I walked the streets of Havana with an eye to mural life. What would I see in this country so different and yet so intertwined with mine? Endless political statements or artistic swirls? In a country with limited access to painting materials, how would any murals compete with the sheer stunning artistry of those fully endowed with the necessary materials? Humor? Pathos? Pain? Joy? What's to see in our most public spaces?
For much of the areas of Havana I walked - the historic districts, the renovated neighborhoods - murals were an afterthought. A decaying building wall, standing alone, would have its image, but most walls were clean of art. Each piece stood alone - left alone, perhaps, until the wall would come down. Imagery in the gallery below shows a strong representation of Afro-Cuban roots (first three) and a wry, safe humor (pencils and instruments as weapons). Given the Cuban governments intense support for culture, perhaps the last two images represent this impulse.
Then there is the neighborhood of San Isidro, far off the tourist trail. The former home to the city's ancient red light and mob district, in spite of the absence of tourists (or because?) it has been designated as an arts district. In US cities, this naming heralds differential zoning, interesting shops, and perhaps a desire to increase the attraction of the streets to the art-inflected crowd. San Isidro rewards the intrepid by drenching itself in murals, large and small, complex and simple.

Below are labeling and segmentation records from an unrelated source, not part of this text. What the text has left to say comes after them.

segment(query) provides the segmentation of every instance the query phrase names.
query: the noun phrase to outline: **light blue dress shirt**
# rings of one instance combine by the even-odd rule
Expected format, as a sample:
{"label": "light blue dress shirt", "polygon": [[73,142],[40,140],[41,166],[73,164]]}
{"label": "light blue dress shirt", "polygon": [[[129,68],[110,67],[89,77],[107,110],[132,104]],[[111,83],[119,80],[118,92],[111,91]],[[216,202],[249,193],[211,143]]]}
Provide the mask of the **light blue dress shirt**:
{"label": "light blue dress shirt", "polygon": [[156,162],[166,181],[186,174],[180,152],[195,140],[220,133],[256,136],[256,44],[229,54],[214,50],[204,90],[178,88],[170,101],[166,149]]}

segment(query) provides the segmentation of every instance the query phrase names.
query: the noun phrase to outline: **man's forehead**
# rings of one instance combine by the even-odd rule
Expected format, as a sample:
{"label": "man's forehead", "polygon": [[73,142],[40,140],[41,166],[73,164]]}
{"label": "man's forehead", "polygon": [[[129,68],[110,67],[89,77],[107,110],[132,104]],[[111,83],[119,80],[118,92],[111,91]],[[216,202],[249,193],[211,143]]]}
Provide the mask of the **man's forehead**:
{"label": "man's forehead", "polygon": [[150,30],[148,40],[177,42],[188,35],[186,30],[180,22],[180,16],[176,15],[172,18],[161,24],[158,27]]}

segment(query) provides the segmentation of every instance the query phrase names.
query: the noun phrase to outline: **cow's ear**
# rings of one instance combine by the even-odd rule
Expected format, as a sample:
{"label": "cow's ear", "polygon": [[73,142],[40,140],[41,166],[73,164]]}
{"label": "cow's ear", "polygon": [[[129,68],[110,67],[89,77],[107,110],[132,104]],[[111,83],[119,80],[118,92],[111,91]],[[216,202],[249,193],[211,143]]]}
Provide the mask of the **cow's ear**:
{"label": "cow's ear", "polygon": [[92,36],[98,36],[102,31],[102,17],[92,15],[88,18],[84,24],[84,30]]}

The neighborhood seems unfazed by all this glory. People wait in lines, drink in bars, shout from balconies. Street hawkers sing about their products, typically simple and inexpensive. The art does show all the creativity and excitement that it does in any part of the world. Maybe the amount of paint or the technique differs, affected by access to certain materials, but these differences are minute. The murals are captivating.
Interestingly, many of the works are in black and white or ochre of some type. None of them (by design or direction or artistic intent) are overtly political (some of the nuance might be missed by this US citizen). Themes of community, love, and fanciful beasts dominate. Above all, the art sits well in the space that it occupies - it doesn't distract or clash with the street, but instead complements the community and the people it serves. Each city has its own take on street murals, of course, and I expect that I missed many works across Havana. Another reason to go back and walk even more slowly!